Their performances are very popular amongst music lovers and even lay people come to experience and enjoy a relatively unfamiliar style of music. As one hears the two perform - Evans on the crwth and Roberts as the singer - one experiences a striking mix of cultural influences. Robert's being, wrapped in the spirit of the carnival, provides a bold and primordial vocal rendition to the verse that evokes every part of her body while it is being sung. Combined with the mathematically precise and rustic music of Evans's crwth, the duo's performance presents a unique intercultural experience.

There are critics and connoisseurs of the Bragod. To some it is high-flown and, in an unspoken way, Roberts's intervention is just a bit too 'foreign'. To others, it is an 'immersive' experience into a world distinct from contemporary times. Bragod has earned praise in Wales, Ireland, Mexico, Sardinia, Trinidad and India. Recently, Richard Graham, a young filmmaker from Scotland, heard the performance in Cardiff and thought it was "mesmerizing". "It is amazing when people from different cultures come and give to an art the best they can offer - in the process making it new and alive," he says.

Roberts embodies a truly intercultural spirit. "After my visit to India in 2002, I asked my mother why I felt more at home in India than in Africa. And she said, 'Indian culture in Trinidad is a whole. African culture in Trinidad was taken away from the slaves in colonial times. What we now see is more tenuous and fractured.' I am from a truly multicultural society... so many cultures came to this island and they exist in such proximity."

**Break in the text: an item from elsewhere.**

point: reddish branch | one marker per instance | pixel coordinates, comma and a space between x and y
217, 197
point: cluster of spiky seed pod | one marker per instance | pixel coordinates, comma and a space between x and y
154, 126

Roberts's ethnic background is a mix of African, Chinese, French, Spanish, English and native American. This eclectic mix has endowed her with many talents that she evokes through the varied arts and media she works in. But most strikingly her eclectic cultural background has enabled her to value the crafts and practices of different cultures on their own aesthetic terms and work with people by touching the human spirit common to all people, irrespective of color or culture.